Secondo la ricerca i cambiamenti fisici, chimici e biologici distinti negli strati rocciosi della Terra hanno avuto una svolta intorno all’anno 1950. L’enorme aumento nel consumo di energia ha consentito un altrettanto strabiliante aumento della popolazione umana, dell’attività industriale, dell’inquinamento, del degrado ambientale e del cambiamento climatico. Cambiamenti a livello planetario che hanno “alterato gli oceani, i fiumi, i laghi, le coste, la vegetazione, il suolo, la chimica e il clima”.

“Questa è la prima volta che gli scienziati hanno documentato l’impronta geologica dell’umanità su una scala così completa in una singola pubblicazione”, ha detto Syvitski, ex direttore esecutivo del Community Surface Dynamics Modeling System, una comunità diversificata di esperti internazionali che studiano le interazioni tra la Terra superficie, acqua e atmosfera.
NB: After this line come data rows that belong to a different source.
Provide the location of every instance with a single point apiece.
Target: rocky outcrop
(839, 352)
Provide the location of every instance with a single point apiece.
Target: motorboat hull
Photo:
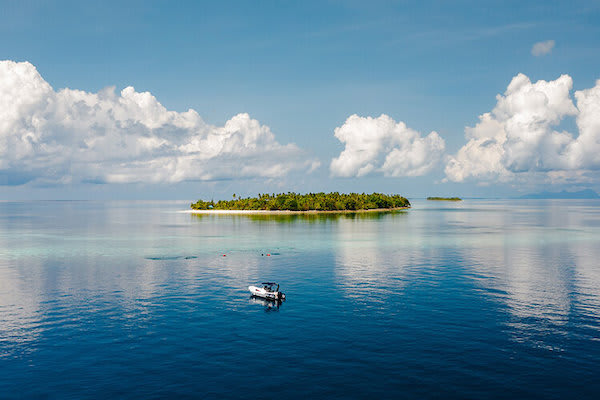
(265, 294)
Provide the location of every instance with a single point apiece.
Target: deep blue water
(478, 299)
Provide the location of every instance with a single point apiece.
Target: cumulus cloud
(518, 137)
(542, 48)
(382, 145)
(107, 137)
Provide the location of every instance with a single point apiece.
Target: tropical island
(445, 198)
(311, 202)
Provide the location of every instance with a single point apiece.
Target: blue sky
(301, 69)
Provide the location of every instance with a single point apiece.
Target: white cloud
(542, 48)
(73, 136)
(385, 146)
(517, 138)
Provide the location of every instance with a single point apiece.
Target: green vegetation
(307, 202)
(445, 198)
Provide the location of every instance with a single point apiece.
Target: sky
(189, 99)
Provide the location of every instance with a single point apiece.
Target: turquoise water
(139, 299)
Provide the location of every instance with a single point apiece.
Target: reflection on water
(310, 217)
(478, 298)
(268, 305)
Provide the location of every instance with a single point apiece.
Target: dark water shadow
(269, 305)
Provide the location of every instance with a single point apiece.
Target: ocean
(472, 299)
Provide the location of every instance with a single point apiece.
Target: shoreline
(274, 212)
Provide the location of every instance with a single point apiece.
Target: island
(445, 198)
(311, 202)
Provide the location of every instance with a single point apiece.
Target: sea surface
(474, 299)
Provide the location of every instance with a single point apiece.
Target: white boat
(268, 290)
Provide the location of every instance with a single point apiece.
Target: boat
(268, 290)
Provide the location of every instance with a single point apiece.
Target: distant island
(307, 202)
(445, 198)
(582, 194)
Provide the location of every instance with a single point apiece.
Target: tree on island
(307, 202)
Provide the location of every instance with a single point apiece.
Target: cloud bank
(542, 48)
(382, 145)
(71, 136)
(518, 139)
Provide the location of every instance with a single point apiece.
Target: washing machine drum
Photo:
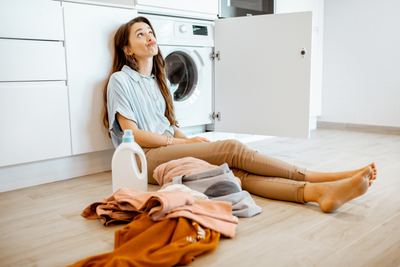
(182, 73)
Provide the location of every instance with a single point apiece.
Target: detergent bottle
(125, 171)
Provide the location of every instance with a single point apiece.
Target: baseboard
(47, 171)
(358, 128)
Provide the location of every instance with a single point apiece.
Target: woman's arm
(149, 139)
(178, 133)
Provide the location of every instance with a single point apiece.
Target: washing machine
(186, 46)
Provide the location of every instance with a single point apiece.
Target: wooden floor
(41, 225)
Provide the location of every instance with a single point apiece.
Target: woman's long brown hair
(121, 39)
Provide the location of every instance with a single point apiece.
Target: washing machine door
(182, 73)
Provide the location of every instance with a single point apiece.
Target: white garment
(180, 187)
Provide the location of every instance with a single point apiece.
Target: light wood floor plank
(379, 247)
(42, 226)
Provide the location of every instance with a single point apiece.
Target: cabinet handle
(303, 52)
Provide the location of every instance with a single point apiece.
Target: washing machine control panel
(192, 29)
(200, 30)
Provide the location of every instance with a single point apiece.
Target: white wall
(361, 70)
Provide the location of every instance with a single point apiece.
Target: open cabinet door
(262, 78)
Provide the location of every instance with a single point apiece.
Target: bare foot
(320, 177)
(332, 195)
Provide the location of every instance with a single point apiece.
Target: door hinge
(215, 55)
(218, 116)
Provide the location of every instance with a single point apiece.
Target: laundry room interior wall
(361, 69)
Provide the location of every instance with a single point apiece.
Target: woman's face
(142, 43)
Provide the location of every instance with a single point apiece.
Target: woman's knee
(234, 144)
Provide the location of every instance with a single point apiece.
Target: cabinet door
(26, 60)
(262, 81)
(317, 8)
(27, 19)
(89, 35)
(35, 122)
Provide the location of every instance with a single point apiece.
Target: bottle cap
(128, 137)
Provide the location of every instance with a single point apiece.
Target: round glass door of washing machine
(182, 73)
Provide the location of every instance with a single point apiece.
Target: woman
(137, 97)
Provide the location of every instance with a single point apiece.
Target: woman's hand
(197, 139)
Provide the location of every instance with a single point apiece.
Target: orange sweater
(144, 242)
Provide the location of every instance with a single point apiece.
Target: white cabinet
(27, 19)
(89, 35)
(206, 9)
(262, 79)
(27, 60)
(33, 93)
(317, 8)
(35, 122)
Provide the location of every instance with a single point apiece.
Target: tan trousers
(261, 175)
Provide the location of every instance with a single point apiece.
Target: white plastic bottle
(125, 171)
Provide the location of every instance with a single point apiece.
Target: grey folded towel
(219, 184)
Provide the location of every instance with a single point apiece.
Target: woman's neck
(145, 66)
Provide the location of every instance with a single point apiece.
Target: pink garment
(125, 204)
(164, 173)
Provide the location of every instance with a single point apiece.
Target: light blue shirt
(135, 98)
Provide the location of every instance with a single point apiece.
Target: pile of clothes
(198, 202)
Lo studio è il risultato del lavoro dell’Antropocene Working Group (AWG). E di fronte ai numeri, non rassicurano le parole di Syvitski: “Ci vuole molto per cambiare il sistema terrestre e se anche dovessimo entrare in un mondo più verde in cui non bruciamo combustibili fossili, il principale colpevole dei gas serra, avremmo comunque il record dell’enorme cambiamento sul nostro pianeta”.

Che poi fa un accorato appello, che non si può che condividere: “Noi esseri umani ci siamo messi collettivamente in questo pasticcio e dobbiamo lavorare insieme per invertire queste tendenze ambientali e tirarcene fuori. La società non dovrebbe sentirsi compiaciuta. In pochi che leggono queste persone dovrebbero andarsene senza che  ribollano dentro di loro emozioni, come rabbia, dolore e persino paura”. Dalla lotta alla natura selvaggia, aggiungiamo noi, siamo passati da tempo all’apparente dominio dell’uomo sul Pianeta. Una condizione così effimera che ormai basta una notte di pioggia per distruggere ciò che l’uomo ha costruito in decenni.
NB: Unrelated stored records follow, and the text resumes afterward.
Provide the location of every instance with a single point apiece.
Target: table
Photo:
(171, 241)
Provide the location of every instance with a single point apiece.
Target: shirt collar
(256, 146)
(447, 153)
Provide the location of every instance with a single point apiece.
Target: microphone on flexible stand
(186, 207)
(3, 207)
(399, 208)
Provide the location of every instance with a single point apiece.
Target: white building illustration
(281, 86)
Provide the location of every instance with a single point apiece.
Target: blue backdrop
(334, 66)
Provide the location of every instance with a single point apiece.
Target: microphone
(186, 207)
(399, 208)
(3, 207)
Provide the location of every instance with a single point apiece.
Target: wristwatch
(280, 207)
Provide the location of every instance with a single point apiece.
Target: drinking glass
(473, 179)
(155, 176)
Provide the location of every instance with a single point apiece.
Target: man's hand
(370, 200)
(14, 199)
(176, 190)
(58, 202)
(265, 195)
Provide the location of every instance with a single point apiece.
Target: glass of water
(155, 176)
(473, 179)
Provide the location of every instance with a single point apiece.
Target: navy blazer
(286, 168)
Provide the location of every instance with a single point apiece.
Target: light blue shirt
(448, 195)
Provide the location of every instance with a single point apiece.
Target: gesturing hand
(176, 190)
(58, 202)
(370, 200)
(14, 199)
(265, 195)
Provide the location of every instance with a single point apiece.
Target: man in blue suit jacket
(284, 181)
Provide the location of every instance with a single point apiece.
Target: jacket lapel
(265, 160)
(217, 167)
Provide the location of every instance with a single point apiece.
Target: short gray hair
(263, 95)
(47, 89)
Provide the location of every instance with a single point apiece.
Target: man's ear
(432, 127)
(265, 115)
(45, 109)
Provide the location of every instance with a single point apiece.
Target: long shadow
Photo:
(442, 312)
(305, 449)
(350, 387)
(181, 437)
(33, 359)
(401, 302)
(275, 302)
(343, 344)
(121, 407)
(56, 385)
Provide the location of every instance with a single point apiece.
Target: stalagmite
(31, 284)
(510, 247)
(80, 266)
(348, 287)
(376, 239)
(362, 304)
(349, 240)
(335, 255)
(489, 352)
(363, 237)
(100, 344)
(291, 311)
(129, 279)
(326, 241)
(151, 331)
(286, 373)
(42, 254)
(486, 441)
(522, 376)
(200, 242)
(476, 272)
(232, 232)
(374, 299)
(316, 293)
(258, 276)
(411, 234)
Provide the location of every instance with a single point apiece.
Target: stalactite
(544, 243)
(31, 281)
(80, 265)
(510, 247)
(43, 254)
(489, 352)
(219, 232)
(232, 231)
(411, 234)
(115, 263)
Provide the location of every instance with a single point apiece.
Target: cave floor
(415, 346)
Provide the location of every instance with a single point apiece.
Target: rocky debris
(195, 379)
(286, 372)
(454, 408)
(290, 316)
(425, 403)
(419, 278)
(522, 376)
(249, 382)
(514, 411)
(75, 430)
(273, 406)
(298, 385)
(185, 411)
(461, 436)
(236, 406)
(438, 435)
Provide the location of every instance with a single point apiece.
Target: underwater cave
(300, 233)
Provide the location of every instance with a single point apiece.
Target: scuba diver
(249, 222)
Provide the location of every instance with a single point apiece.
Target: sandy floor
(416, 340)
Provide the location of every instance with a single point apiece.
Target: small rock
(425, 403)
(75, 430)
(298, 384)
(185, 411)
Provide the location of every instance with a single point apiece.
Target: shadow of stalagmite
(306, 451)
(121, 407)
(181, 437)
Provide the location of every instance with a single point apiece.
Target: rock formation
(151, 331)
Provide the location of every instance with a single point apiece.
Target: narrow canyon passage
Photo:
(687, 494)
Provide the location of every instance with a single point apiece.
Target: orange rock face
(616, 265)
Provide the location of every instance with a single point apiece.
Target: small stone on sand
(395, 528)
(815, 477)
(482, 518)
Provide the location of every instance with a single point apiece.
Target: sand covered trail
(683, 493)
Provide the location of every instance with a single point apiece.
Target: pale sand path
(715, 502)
I 18 autori dello studio hanno compilato la ricerca esistente per evidenziare 16 principali impatti planetari causati dall’aumento del consumo di energia e da altre attività umane, che sono aumentati di importanza intorno o dal 1950 (vedi foto).

Tra il 1952 e il 1980, gli esseri umani hanno innescato più di 500 esplosioni termonucleari fuori terra come parte dei test globali sulle armi nucleari, che hanno lasciato per sempre una chiara firma dei radionuclidi causati dall’uomo sulla o vicino alla superficie dell’intero pianeta.

Dal 1950 circa, come esseri umani abbiamo anche raddoppiato la quantità di azoto fisso sul pianeta attraverso la produzione industriale per l’agricoltura, creato un buco nello strato di ozono attraverso il rilascio su scala industriale di clorofluorocarburi (CFC), rilasciato abbastanza gas serra dai combustibili fossili da causare il cambiamento climatico a livello planetario, creato decine di migliaia di composti simili a minerali sintetici in più rispetto a quelli che si trovano naturalmente sulla Terra e determinato che quasi un quinto dei sedimenti fluviali in tutto il mondo a non raggiungesse più l’oceano a causa di dighe, bacini idrici e deviazioni.